# Nyx, our new cockatiel!



## Growly (Jan 15, 2013)

This is Nyx our new 5 month old cockatiel. We only got her yesterday and have kitted her cage out with toys today!


----------



## eduardo (Jan 27, 2012)

Your new birdie is beautiful, and what a lucky tiel-all those toys!


----------



## Loopy Lou (Jul 26, 2012)

Awww pretty!

Toys look great


----------



## urbandecayno5 (Oct 24, 2012)

So cute
Congrats!


----------



## Fluttershy (Sep 16, 2012)

I love the name Nyx, I've wanted a pet with that name for so long! She's beautiful


----------



## JennyLynn (Feb 13, 2012)

What a sweetie


----------



## joaniekay21 (Nov 5, 2012)

Wow!
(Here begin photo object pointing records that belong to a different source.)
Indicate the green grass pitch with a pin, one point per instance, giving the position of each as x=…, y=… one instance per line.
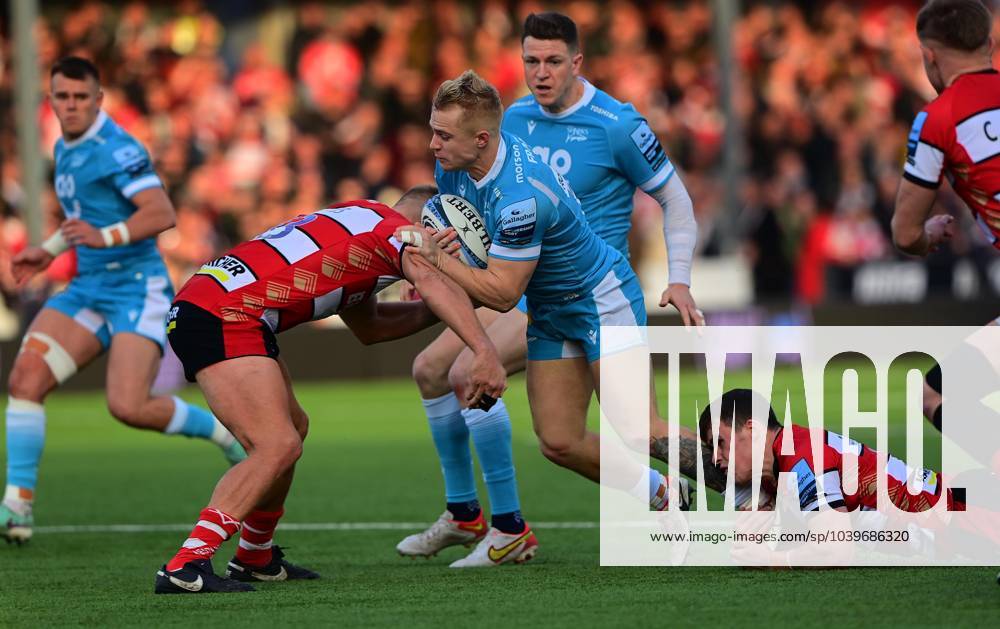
x=369, y=458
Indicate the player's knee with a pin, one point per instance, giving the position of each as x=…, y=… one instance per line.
x=29, y=379
x=125, y=411
x=458, y=379
x=430, y=375
x=300, y=419
x=559, y=449
x=280, y=450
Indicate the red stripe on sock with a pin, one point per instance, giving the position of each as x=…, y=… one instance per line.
x=258, y=528
x=211, y=540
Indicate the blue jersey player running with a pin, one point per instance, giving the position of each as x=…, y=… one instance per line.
x=115, y=205
x=606, y=150
x=542, y=248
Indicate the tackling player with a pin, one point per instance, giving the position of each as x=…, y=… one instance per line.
x=115, y=206
x=606, y=150
x=958, y=135
x=223, y=325
x=541, y=248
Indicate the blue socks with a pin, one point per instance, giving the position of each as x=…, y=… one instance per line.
x=190, y=420
x=25, y=440
x=490, y=430
x=451, y=438
x=491, y=433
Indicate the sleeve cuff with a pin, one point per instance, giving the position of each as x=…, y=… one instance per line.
x=933, y=185
x=149, y=181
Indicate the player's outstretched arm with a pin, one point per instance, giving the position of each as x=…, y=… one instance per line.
x=28, y=262
x=912, y=231
x=449, y=302
x=499, y=286
x=680, y=235
x=687, y=454
x=154, y=214
x=373, y=322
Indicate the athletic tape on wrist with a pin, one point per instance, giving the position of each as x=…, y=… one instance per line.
x=55, y=244
x=116, y=235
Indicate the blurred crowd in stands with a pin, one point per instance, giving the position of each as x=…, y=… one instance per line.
x=256, y=112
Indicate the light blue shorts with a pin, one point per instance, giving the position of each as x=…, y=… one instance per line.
x=135, y=300
x=573, y=329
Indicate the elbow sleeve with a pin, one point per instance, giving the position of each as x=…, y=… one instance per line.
x=680, y=231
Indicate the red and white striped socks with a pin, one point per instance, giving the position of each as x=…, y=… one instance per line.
x=256, y=536
x=213, y=528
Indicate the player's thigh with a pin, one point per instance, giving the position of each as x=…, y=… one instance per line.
x=300, y=419
x=133, y=362
x=627, y=403
x=431, y=367
x=559, y=394
x=508, y=334
x=250, y=396
x=53, y=338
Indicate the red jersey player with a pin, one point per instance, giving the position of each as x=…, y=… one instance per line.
x=958, y=133
x=736, y=426
x=222, y=327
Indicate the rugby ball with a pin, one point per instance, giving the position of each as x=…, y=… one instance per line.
x=448, y=210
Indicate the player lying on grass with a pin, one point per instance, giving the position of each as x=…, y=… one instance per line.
x=811, y=477
x=223, y=325
x=115, y=206
x=605, y=150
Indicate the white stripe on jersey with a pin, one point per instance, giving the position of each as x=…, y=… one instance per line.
x=149, y=181
x=529, y=253
x=355, y=219
x=980, y=135
x=658, y=179
x=926, y=164
x=293, y=245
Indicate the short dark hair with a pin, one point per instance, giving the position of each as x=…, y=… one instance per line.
x=551, y=25
x=957, y=24
x=419, y=193
x=75, y=68
x=736, y=407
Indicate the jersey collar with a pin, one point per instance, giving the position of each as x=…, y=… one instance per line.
x=588, y=94
x=102, y=117
x=495, y=168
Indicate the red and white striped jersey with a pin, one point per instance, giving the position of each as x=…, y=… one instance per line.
x=958, y=133
x=827, y=475
x=308, y=268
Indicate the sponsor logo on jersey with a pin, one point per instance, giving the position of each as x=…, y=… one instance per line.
x=252, y=302
x=914, y=138
x=131, y=158
x=603, y=112
x=515, y=150
x=645, y=140
x=229, y=271
x=808, y=490
x=473, y=222
x=517, y=223
x=576, y=134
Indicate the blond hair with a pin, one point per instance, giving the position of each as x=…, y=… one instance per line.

I love all the toys you have for her! Great set up


----------



## JaimeS (Nov 28, 2011)

She is adorable!


----------



## flippityjib (Dec 13, 2012)

she's a real cutie


----------



## sonic123 (Nov 2, 2012)

such a cute bird i see its a pearl!!!


----------



## RowdyTiel (Jan 24, 2013)

Cute tiel! And nice set up too!


----------